Liu Han: Sure! We tested each tool on five different benchmarks, which together had 1,425 bugs. We made sure to use a consistent setup so that the comparisons would be fair. One of the big challenges was dealing with the different requirements each tool had—some needed source code, others required binaries, and some even needed to be run during compilation. Another challenge was the diversity of the bugs in these benchmarks. It really put the tools to the test, highlighting strengths and weaknesses depending on the bug types they encountered.

Scantist: Were there particular types of bugs or benchmarks where certain tools performed notably better or worse? What factors contributed to these differences?

Liu Han: Definitely. For example, PMD and SonarQube were really good at catching common coding issues across most benchmarks. However, Infer shined when it came to detecting complex, memory-related bugs. These differences largely came down to each tool's focus and the rule sets they used. Tools designed to target specific vulnerabilities did great in those areas but weren't as versatile overall. On the other hand, general-purpose tools offered broader coverage but sometimes missed more niche issues. It’s a trade-off between specialization and versatility.

Scantist: What did your study reveal about the accuracy and usefulness of the warnings generated by these tools?

Liu Han: We found that while a lot of warnings were accurate, they didn't always pinpoint specific bugs. Many just flagged general coding issues, which can be helpful but also overwhelming if you get too many false positives. However, warnings about serious issues like null pointer dereferences were usually spot-on and very useful. It’s a mixed bag, really. The key takeaway is that while these warnings are helpful, developers need to use their judgment to prioritize which ones to act on, especially when they're trying to sift through a lot of information.

Scantist: How can developers leverage the insights from these warnings to improve their code quality, even when the warnings do not directly indicate bugs?

Liu Han: Even if the warnings don't point to an immediate bug, they’re still valuable. They often highlight areas of the code that could be risky or inefficient. For example, warnings about using deprecated methods or having too many nested loops can guide developers to clean up their code, making it more maintainable and less prone to future errors. It’s all about using these tools as part of a broader quality improvement process. Addressing these warnings can prevent bigger issues down the line and help maintain a higher standard of code quality.

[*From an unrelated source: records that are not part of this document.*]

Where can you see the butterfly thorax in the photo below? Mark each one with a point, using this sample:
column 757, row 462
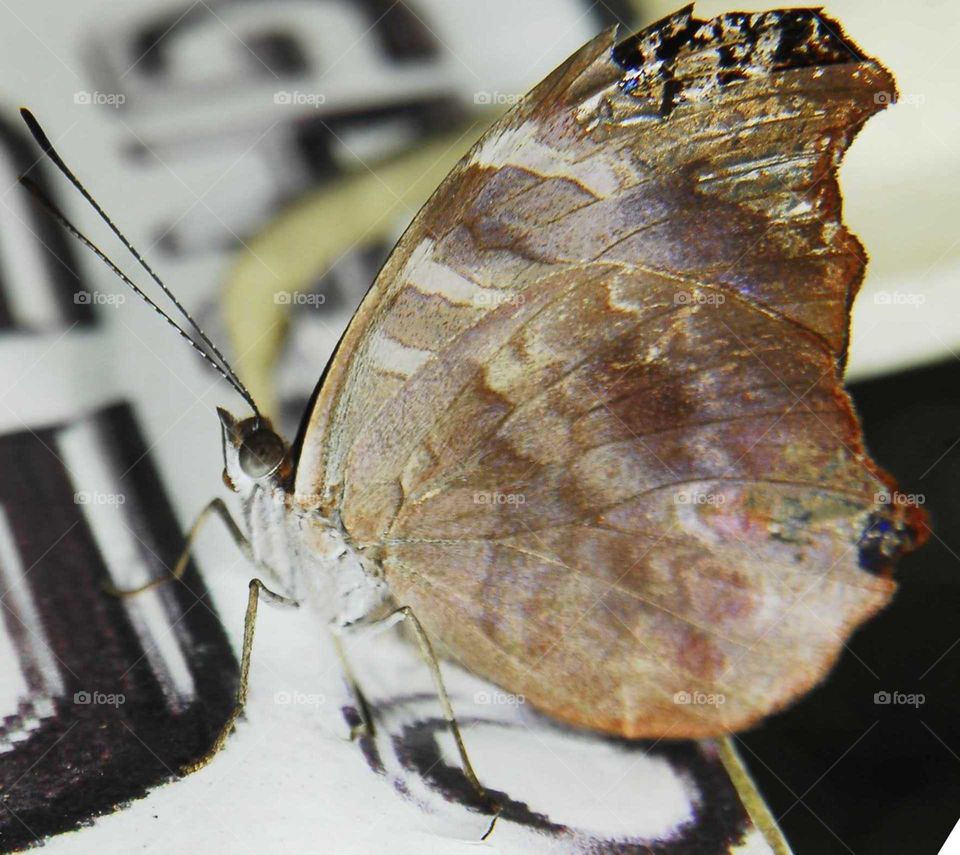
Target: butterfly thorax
column 313, row 557
column 308, row 550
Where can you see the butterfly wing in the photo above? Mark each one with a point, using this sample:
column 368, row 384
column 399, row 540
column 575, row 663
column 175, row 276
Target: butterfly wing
column 590, row 416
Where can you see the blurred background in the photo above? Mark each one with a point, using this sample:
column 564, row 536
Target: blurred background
column 268, row 154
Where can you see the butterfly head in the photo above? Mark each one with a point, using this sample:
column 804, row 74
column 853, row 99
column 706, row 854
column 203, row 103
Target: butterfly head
column 253, row 453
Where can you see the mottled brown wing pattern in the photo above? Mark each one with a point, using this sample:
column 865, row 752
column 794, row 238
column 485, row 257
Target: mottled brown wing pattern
column 590, row 416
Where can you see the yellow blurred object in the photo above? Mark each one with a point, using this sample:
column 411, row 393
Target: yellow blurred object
column 306, row 239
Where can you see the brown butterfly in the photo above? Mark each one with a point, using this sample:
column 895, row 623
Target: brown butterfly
column 588, row 427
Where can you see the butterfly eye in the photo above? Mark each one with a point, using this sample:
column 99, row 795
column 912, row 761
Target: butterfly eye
column 261, row 453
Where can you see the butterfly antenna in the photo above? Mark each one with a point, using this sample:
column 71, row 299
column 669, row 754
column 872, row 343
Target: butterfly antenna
column 61, row 218
column 223, row 367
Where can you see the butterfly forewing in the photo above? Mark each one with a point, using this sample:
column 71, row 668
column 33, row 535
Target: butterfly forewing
column 590, row 415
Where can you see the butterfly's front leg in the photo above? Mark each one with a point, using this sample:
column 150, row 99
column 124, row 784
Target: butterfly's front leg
column 218, row 509
column 426, row 648
column 257, row 590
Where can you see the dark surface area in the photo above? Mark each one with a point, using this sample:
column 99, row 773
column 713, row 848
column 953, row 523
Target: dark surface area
column 841, row 772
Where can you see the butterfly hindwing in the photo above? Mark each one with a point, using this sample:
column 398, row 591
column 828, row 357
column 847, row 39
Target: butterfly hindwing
column 590, row 415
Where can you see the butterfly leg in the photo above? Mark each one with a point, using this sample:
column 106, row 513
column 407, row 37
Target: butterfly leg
column 257, row 590
column 365, row 727
column 426, row 649
column 215, row 508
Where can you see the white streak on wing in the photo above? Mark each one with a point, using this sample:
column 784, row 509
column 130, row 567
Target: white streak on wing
column 520, row 147
column 390, row 355
column 431, row 277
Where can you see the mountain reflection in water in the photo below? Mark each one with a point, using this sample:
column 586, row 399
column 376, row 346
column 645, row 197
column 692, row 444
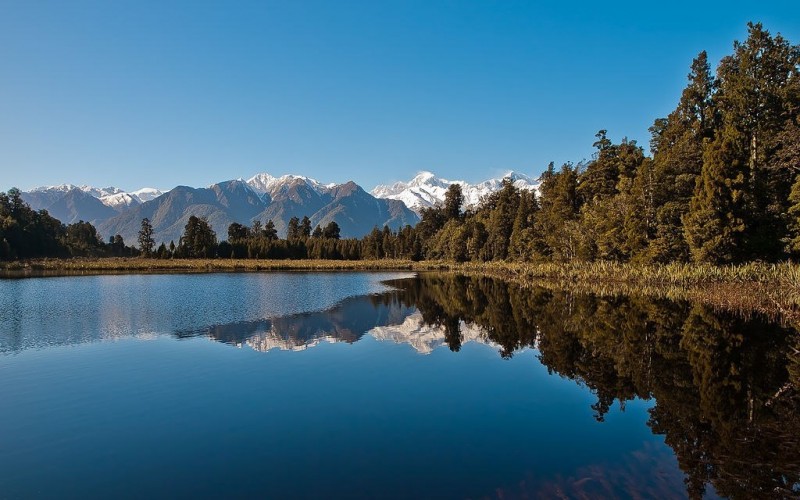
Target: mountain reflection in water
column 725, row 388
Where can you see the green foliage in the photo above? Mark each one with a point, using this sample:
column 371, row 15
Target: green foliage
column 146, row 242
column 198, row 239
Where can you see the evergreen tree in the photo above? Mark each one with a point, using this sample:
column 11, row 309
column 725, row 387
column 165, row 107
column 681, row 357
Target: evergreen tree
column 293, row 229
column 305, row 227
column 146, row 242
column 270, row 233
column 556, row 229
column 331, row 231
column 752, row 99
column 453, row 200
column 715, row 224
column 198, row 239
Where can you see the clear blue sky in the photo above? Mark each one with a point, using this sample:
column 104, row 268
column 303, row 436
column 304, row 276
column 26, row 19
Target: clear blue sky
column 160, row 93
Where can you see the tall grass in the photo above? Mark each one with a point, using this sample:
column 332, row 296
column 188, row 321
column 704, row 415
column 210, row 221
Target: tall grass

Scantist: How did the tools' time performance vary with the size and complexity of the projects? Were there any tools that stood out in terms of efficiency?

Liu Han: Time performance varied quite a bit. PMD was consistently quick, even with larger projects, making it the most efficient. Semgrep, on the other hand, was slower across the board, mostly because of its initial setup process. Larger projects definitely increased the time for most tools, especially SonarQube and Infer, which perform more detailed analyses. It really depends on what you prioritize—if you need a quick scan, PMD is great, but if you need a thorough analysis, you might need to budget more time.

Scantist: Based on your findings, what are the key areas for future research and development in QA tools? How can these tools evolve to better meet the needs of developers?

Liu Han: Moving forward, we should expand the coverage of these tools, especially in niche areas like UI security. Improving the precision of warnings to reduce false positives is also crucial. Integration with CI/CD pipelines would make these tools more practical for real-time feedback. Additionally, tools need to evolve to handle complex issues like logical errors better. Providing customizable rule sets will help developers tailor these tools to their specific needs, making them more versatile and useful in a variety of development environments.